The case of historical selection depends on the timescale of environmental fluctuation β€” that is, $N$.

Short $N$ extreme: historical selection is defection's accomplice. The cumulative lead that $D$ builds during the Prisoner's Dilemma phase holds back every attempt to switch. $C$ has not yet had time to settle its old debts in the $a$ trough before the reset arrives. History is not memory; it is a millstone.

Long $N$ extreme: historical selection is cooperation's armour. Over a long enough Hawk-Dove window, $C$ accumulates reserves β€” not just one or two steps of current payoff, but dozens of cumulative steps. The reset reopens the Prisoner's Dilemma, but $C$'s cumulative lead absorbs $D$'s first wave of counterattack β€” buying the population a "thinking it over" grace period.

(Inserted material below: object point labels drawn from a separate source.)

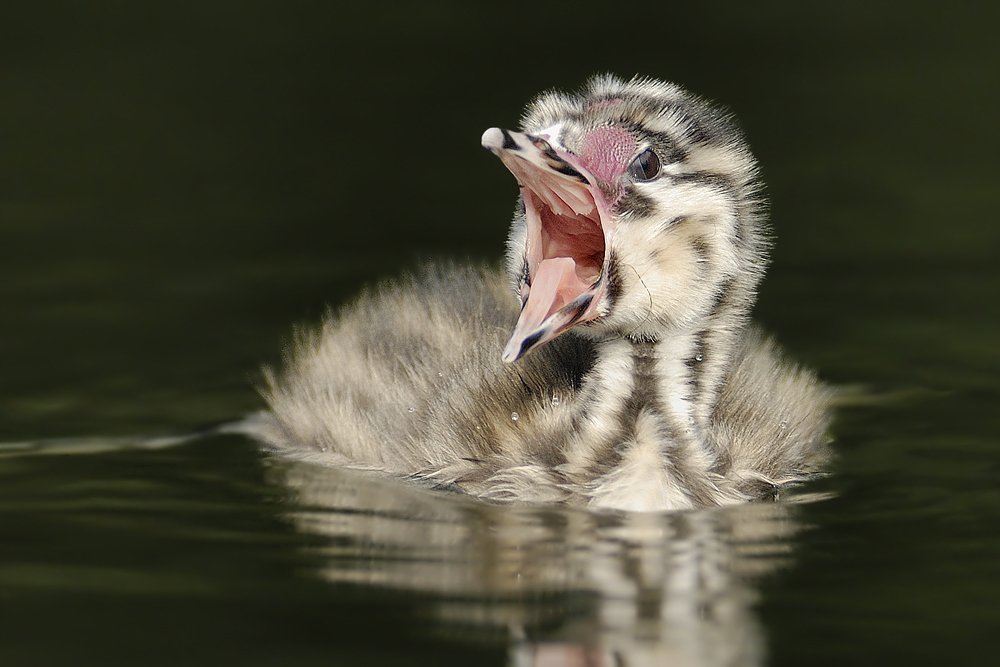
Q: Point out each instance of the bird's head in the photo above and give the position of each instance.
(639, 210)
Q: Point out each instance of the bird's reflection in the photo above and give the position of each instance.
(567, 586)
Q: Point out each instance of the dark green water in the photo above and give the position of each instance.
(181, 182)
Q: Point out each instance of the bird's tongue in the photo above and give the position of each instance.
(554, 285)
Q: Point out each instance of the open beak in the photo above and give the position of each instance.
(569, 228)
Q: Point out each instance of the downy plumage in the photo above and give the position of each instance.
(612, 366)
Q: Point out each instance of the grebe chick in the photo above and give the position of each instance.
(611, 366)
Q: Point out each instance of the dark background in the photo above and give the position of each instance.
(180, 182)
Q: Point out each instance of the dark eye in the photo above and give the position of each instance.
(645, 167)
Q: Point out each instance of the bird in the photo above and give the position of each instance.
(610, 363)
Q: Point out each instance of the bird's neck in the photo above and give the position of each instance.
(677, 376)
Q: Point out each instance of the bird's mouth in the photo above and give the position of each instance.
(569, 228)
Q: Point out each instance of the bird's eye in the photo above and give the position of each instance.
(645, 167)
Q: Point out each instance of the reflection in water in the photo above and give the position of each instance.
(567, 586)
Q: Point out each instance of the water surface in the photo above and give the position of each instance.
(180, 183)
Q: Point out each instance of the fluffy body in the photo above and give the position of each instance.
(662, 397)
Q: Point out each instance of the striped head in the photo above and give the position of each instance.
(639, 214)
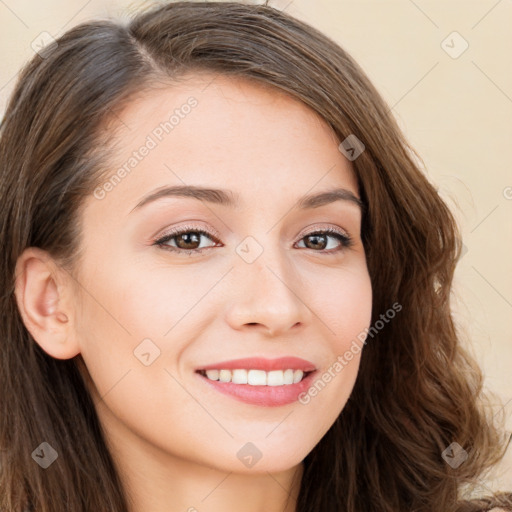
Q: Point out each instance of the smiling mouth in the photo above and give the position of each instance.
(254, 377)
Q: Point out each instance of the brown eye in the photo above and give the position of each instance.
(185, 240)
(319, 241)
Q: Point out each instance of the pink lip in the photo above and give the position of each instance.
(266, 396)
(260, 363)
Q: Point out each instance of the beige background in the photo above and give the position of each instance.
(455, 109)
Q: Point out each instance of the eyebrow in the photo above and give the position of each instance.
(228, 198)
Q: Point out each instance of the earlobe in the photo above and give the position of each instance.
(43, 298)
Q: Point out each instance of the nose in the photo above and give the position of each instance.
(267, 297)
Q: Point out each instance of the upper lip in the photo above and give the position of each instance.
(261, 363)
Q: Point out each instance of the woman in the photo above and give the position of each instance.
(304, 359)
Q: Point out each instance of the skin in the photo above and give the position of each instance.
(174, 438)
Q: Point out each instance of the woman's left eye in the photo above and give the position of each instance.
(186, 240)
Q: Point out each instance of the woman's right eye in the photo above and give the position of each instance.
(185, 240)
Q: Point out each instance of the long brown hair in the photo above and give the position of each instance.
(417, 391)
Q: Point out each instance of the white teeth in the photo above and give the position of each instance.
(257, 377)
(239, 377)
(288, 376)
(225, 376)
(275, 378)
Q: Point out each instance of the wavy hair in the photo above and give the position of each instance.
(418, 389)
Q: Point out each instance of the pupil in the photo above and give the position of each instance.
(315, 239)
(187, 237)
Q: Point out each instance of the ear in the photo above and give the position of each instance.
(44, 295)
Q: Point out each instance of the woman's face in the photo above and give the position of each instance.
(261, 284)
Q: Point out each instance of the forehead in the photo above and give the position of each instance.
(225, 132)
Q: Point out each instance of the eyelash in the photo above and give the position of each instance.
(346, 240)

One mechanism. Two fates. The switch is $N$.

This brings to mind a very concrete question in biology: how long is the environmental fluctuation cycle? A season? A year? A decade? If the resource trough is deep enough and long enough β€” say, a multi-year drought β€” then natural selection's cumulative ledger will leave cooperators with a foothold when the rainy season returns. If the trough is just a flash β€” a cold snap that lasts only a few days β€” the cumulative ledger instead becomes a drag: cooperators have not yet had time to benefit from the historical score before the environment warms up.

adaptive lag is not an absolute value. It is the phase difference between the memory window and the environmental rhythm.

Instantaneous selection overfits in environments with sharp fluctuations β€” a chance $a$ trough tricks it into switching to cooperation, a chance $a$ peak tricks it into switching back.

Historical selection underfits in slowly drifting environments β€” the old information weighs too heavily, and it stubbornly refuses to follow the new signal.

But if the length of the fluctuation cycle happens to fall inside the memory window β€” then historical selection is neither underfit nor overfit. It does one thing: filter out high-frequency noise with low-frequency inertia. It is not jerked around by every twitch of $a$, and it does not completely ignore the trend in $a$.

Natural selection may not look at a single step, nor at the entire history. It may be some kind of sliding window β€” a weighted sum of the most recent $n$ steps. The width of that window is, perhaps, evolution's definition of "the present."

Too narrow a window, and noise is everything. Too wide a window, and the signal drowns in the old ledger.

And on this breathing grid, the window's width is $N$. With $N$ long enough, cooperation's inertia can take hold β€” not because cooperation is "better," but because this Hawk-Dove window is finally long enough to let history tell a different story.

A Note on Code

All of the above is still reasoning on paper. The mean-field approximation gives the prediction of a first-order ODE, and the second-order ODE gives the direction. But the local pairings, spatial patches, and finite populations in an ABM are the variables that truly determine where the story goes.

Where exactly is the critical density for Model 1. At what $N$ does Model 2's inertia flip from "weighing cooperation down" to "protecting cooperation." Does the spatial fragmentation of $a$ troughs help cooperation build inertia, or break cooperation's enclodes apart. As the reset step count is pulled from $3$ to $30$, does cooperation's relationship with $C$ rise monotonically, or does it bend at some point.

Maybe, once the code is finished, all of the above turns out to be wrong.